Abstract

This article presents a reliability-based evacuation route planning model that seeks to find the relationship between the clearance time, number of evacuation paths, and congestion probability during an evacuation. Most of the existing models for network evacuation assume deterministic capacity estimates for road links without taking into account the uncertainty in capacities induced by myriad external conditions. Only a handful of models exist in the literature that account for capacity uncertainty of road links. A dynamic network–based evacuation model is extended by incorporating probabilistic arc capacity constraints and a minimum-cost network flow problem is formulated that finds a lower bound on the clearance time within the framework of a chance-constrained programming technique.

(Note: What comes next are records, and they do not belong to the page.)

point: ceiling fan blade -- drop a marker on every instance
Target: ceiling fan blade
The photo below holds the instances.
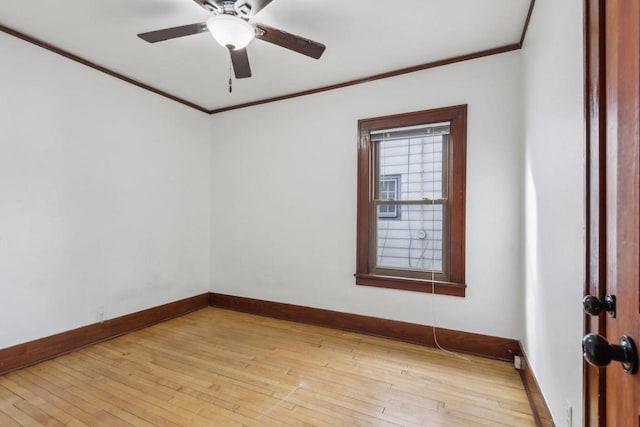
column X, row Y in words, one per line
column 208, row 5
column 249, row 8
column 240, row 61
column 174, row 32
column 289, row 41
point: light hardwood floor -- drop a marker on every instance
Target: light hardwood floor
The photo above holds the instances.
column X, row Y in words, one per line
column 217, row 367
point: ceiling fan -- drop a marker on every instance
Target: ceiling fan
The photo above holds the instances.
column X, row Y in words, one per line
column 230, row 27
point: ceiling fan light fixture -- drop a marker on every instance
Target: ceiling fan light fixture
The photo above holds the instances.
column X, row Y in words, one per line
column 230, row 31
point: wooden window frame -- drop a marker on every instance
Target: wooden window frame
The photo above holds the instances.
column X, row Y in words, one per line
column 454, row 228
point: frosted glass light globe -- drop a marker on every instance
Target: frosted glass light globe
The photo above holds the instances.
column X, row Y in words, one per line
column 230, row 31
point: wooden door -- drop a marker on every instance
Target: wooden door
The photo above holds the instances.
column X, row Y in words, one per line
column 612, row 397
column 622, row 66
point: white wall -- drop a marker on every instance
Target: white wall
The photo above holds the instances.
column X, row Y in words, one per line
column 554, row 198
column 283, row 193
column 104, row 196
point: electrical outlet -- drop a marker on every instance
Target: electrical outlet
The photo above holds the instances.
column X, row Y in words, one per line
column 100, row 314
column 568, row 413
column 517, row 362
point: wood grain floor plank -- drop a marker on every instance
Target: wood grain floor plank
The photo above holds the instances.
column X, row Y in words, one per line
column 219, row 367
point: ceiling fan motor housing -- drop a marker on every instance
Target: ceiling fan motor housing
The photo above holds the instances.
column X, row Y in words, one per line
column 227, row 7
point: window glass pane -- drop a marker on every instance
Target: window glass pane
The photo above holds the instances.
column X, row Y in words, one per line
column 414, row 241
column 418, row 164
column 389, row 186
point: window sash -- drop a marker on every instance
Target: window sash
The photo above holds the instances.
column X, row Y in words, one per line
column 454, row 201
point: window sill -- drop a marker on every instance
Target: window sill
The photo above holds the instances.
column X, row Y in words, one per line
column 416, row 285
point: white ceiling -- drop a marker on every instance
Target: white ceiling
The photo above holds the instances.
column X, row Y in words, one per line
column 363, row 38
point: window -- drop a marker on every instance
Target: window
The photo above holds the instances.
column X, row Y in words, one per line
column 411, row 201
column 389, row 190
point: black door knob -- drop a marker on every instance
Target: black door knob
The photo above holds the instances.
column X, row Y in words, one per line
column 598, row 352
column 594, row 306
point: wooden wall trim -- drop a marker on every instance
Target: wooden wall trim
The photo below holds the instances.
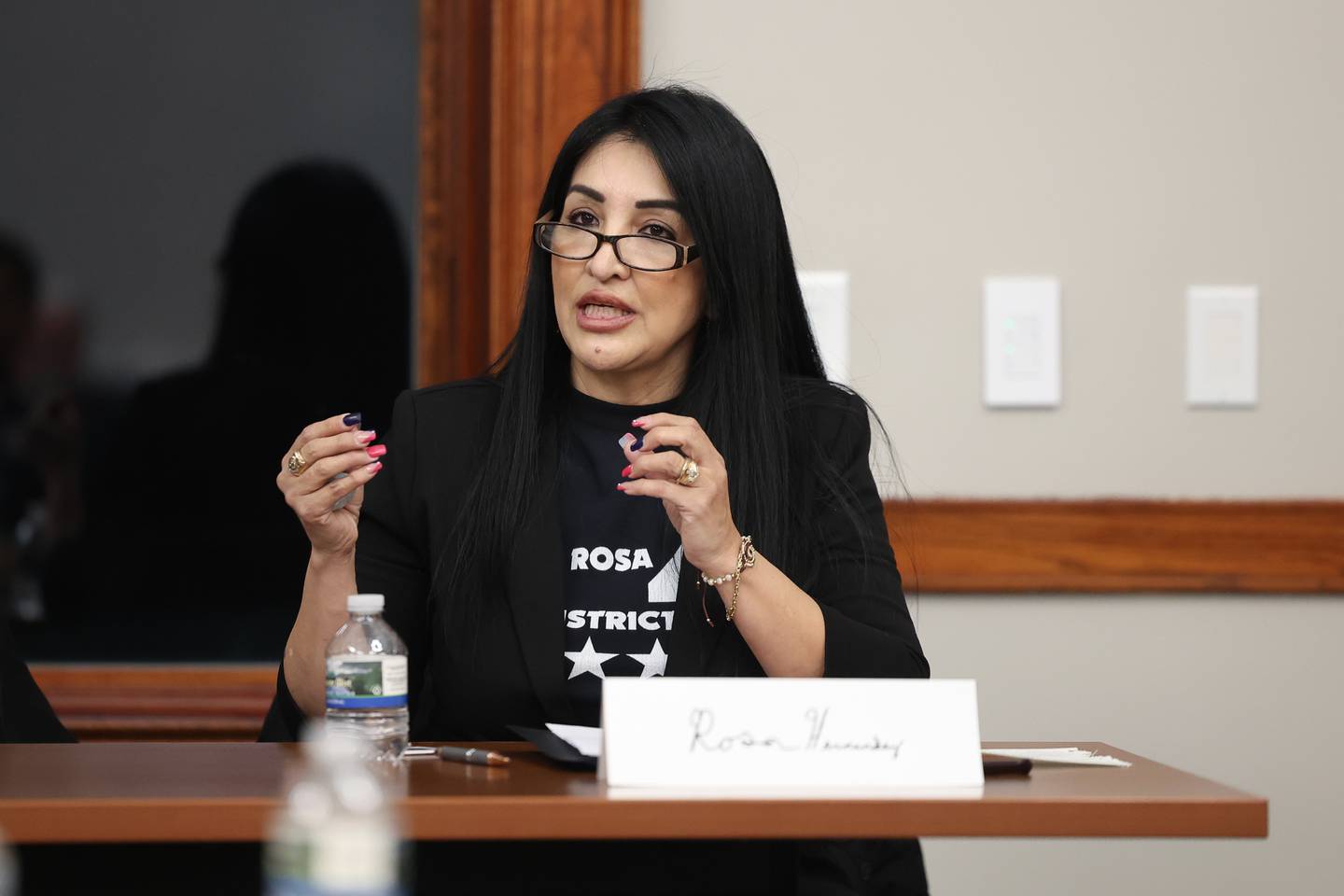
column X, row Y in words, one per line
column 984, row 547
column 118, row 702
column 501, row 85
column 1121, row 546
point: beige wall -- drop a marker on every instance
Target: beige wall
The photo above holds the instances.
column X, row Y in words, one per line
column 1129, row 148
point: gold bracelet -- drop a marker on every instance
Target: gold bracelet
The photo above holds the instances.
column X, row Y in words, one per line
column 746, row 559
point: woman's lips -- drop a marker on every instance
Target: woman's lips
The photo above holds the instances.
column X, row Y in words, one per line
column 602, row 318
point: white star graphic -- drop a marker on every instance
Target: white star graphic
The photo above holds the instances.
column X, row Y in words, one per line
column 655, row 661
column 588, row 660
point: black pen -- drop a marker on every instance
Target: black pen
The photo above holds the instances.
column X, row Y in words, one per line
column 469, row 755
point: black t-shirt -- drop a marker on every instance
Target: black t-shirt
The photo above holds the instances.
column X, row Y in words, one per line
column 622, row 556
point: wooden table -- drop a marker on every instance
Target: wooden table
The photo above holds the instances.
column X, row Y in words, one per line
column 226, row 792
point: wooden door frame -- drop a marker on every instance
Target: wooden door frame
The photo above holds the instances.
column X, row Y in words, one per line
column 492, row 121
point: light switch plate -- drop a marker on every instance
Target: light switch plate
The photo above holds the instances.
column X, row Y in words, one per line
column 1222, row 352
column 825, row 294
column 1022, row 342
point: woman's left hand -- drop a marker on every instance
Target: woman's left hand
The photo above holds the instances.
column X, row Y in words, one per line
column 699, row 512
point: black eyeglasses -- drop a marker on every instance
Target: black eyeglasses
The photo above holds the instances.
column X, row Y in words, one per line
column 633, row 250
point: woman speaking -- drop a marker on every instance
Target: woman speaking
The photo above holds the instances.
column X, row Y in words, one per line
column 653, row 479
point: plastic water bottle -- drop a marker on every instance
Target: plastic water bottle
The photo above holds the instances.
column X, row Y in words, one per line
column 366, row 681
column 336, row 834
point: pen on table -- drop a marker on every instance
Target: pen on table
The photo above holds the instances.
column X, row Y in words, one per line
column 469, row 755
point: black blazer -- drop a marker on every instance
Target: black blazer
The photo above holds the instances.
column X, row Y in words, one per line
column 473, row 676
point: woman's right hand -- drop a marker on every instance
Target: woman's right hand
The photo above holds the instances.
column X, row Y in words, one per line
column 330, row 446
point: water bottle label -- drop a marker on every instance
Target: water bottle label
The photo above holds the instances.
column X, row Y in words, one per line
column 366, row 682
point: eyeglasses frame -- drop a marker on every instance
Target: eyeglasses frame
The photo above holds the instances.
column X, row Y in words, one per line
column 684, row 253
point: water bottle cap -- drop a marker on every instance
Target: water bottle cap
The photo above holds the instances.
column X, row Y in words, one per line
column 364, row 603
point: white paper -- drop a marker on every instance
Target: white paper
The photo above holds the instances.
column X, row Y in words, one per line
column 582, row 737
column 791, row 734
column 1059, row 757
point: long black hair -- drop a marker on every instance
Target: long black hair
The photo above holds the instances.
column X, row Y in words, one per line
column 753, row 345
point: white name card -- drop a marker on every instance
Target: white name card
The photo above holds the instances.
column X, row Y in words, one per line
column 833, row 734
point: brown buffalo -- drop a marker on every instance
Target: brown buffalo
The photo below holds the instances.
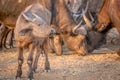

Network breakdown minimization principles for traffic flow in evacuation planning problem are applied and a path-based evacuation routing and scheduling model is formulated. Given the horizon time for evacuation, the model selects the evacuation paths and finds flows on the selected paths that result in the minimum congestion in the network along with the reliability of the evacuation plan. Numerical examples are presented and the effectiveness of the stochastic models in evacuation planning is discussed. It is shown that the reliability-based evacuation plan is conservative compared with plans made using a deterministic model. Stochastic models guarantee that congestion can be avoided with a higher confidence level at the cost of an increased clearance time.